According to panelist Connor Maddock, a female-to-male transgender person, journalists and people in general should know that the word "tranny" is akin to the "N-word" in terms of its offensiveness. Maddocks as well as the rest of the panelists agreed, the "T-word" is best kept out of stories, except when used for special emphasis inside of a quote (or when automotive journalists use it as slang for transmissions).
Other points about covering the "T" in LGBT establsihed during the discussion were:
It is always acceptable and advisible to ask an interview subject or source what their gender identity is when its relevant to the story, or when avoiding prepostions would be awkward.
"Trans people -- and that's a perfectly acceptable term -- will almost always appreciate you asking them how they gender-identify," says Maddocks.
Regardless of appearance or perceived gender, what the individual says goes.
"I get to decide who I am, according to the State of California and a growing number of other states," Maddocks told the audience. "But even in those states where self-identification is not yet the law, as journalists, don't you want to respect the identity of the individual as they perceive themselves?"

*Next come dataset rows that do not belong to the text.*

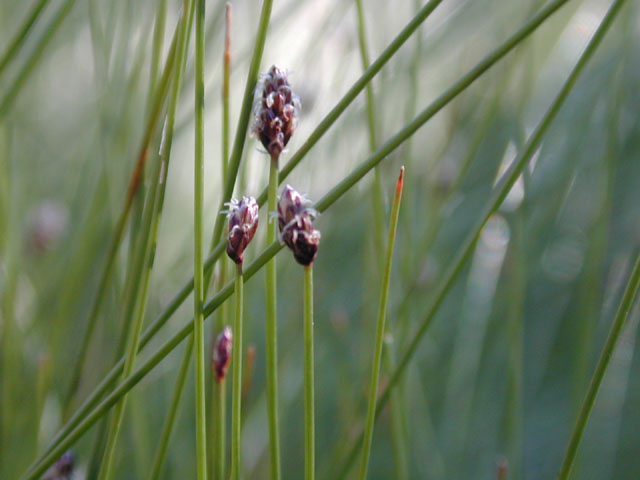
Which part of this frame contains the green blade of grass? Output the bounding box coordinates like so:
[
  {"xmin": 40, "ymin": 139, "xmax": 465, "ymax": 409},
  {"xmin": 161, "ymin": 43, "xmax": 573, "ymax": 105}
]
[
  {"xmin": 231, "ymin": 263, "xmax": 243, "ymax": 480},
  {"xmin": 359, "ymin": 167, "xmax": 404, "ymax": 480},
  {"xmin": 193, "ymin": 0, "xmax": 207, "ymax": 480},
  {"xmin": 334, "ymin": 0, "xmax": 624, "ymax": 478},
  {"xmin": 64, "ymin": 5, "xmax": 179, "ymax": 409},
  {"xmin": 23, "ymin": 0, "xmax": 568, "ymax": 468},
  {"xmin": 303, "ymin": 263, "xmax": 316, "ymax": 480},
  {"xmin": 207, "ymin": 0, "xmax": 273, "ymax": 260}
]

San Diego ABC affiliate, KGTV Channel 10 hosted the panel, which was titled "LGBTs in the News: How to cover a diverse community and its emerging issues with sensitivity and respect." J.W. August, president of the San Diego Chapter of the Society of Professional Journalists, and 10News senior investigative producer helped introduce the panel and welcomed the attendees to his home station.
Among the questions audience members had was one asking what the abbreviation "GLAAD" stands for.
"Originally, it stood for Gay and Lesbian Alliance Against Defamation," explained GLAAD's Monica Trasandes. "But, for inclusiveness, we now just use GLAAD."
Transandes shared a video that was also played earlier in the year at the GLAAD awards, where Bill Clinton was the keynote speaker and honoree.
"GLAAD was founded 27 years ago, because things were terrible," Transandes said. "The media were using terms like 'AIDS victim' and homosexual, which is still used by enemies of equality in the media to dehumanize LGBT people and paint us as 'the other."
Trasandes said GLAAD works to ensure that LGBTs "...are represented in the media and represented fairly." Her organization publishes an annual report called "Where We Are on TV," which is a comprehensive survey of the quality and quantity of portrayals of the LGBT community on broadcast and cable television.
Former Obama for America 2008 LGBT Leadership Council co-chair, Stampp Corbin implored members of the media to use the term "same-sex marriage" instead of gay marriage, noting that people same-sex couples are not looking to get "gay married," just married.
"We still have folks who are dominant in the mainstream media calling it 'gay marriage,'" said Corbin, who is also publisher of San Diego LGBT Weekly newsmagazine. "That's in spite of GLAAD and others in our community asking them to please call it what it is, same-sex marriage."